What we see depends upon where we are standing. Any person can learn something about Christianity from the outside, e.g., by reading the Bible, studying what Christians believe, and examining the life of Christ. These are good things. It is important to remember, however, that a Christian is someone who has been born again, and knows God personally as Savior and Lord “from the inside.”
Source: Adapted from Michael Reeves, Evangelical Pharisees (Crossway, 2023), p. 29; Editor, Reflections: Looking Along and at Everything,” C.S. Lewis Institute (November, 2019)
What does it mean when the Bible says that we have been pardoned by God? Here are two classic definitions from American legal history:
First, in 1833, Chief Justice John Marshall, in a landmark decision, described a pardon as “an act of grace … which exempts the individual on whom it is bestowed from the punishment the law inflicts for a crime he has committed.”

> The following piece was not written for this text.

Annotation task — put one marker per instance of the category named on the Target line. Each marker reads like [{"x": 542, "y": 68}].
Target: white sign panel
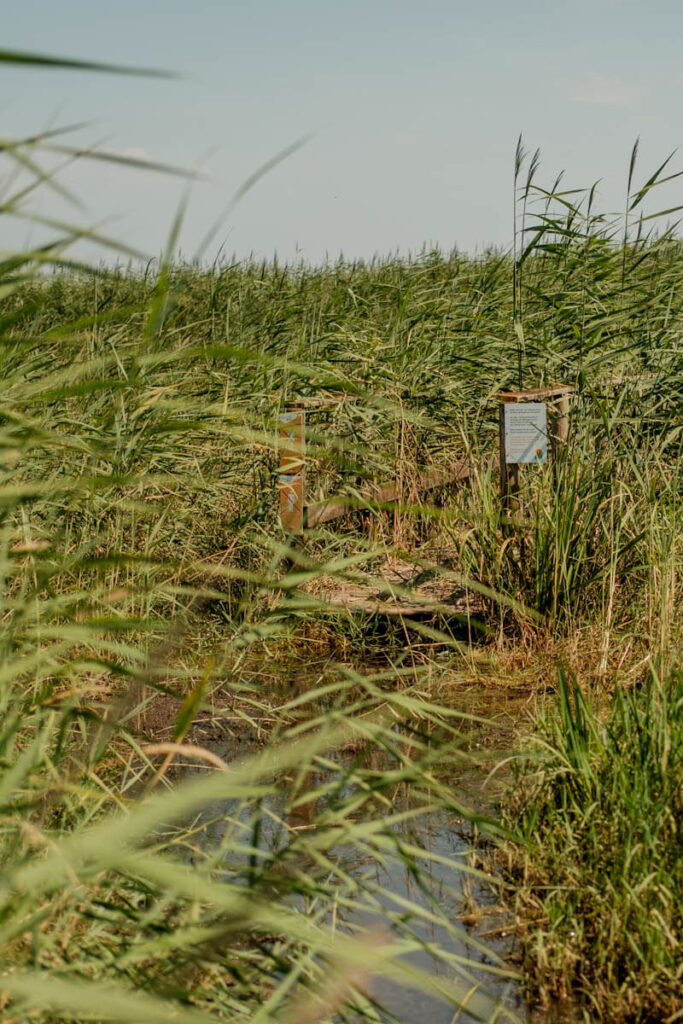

Second, in 1866, the Supreme Court gave another famous definition of a pardon: “a pardon releases the punishment and blots out of existence the guilt, so that in the eye of the law the offender is as innocent as if he had never committed the offense … A pardon removes the penalties and disabilities and restores him to all his civil rights; it makes him, as it were, a new man, and gives him a new credit and capacity.”
Christian Philosopher William Lane Craig offers this as a marvelous description of a divine pardon. “‘If anyone is in Christ, he is a new creation ….’ The pardoned sinners’ guilt is expiated, so that he is legally innocent before God.”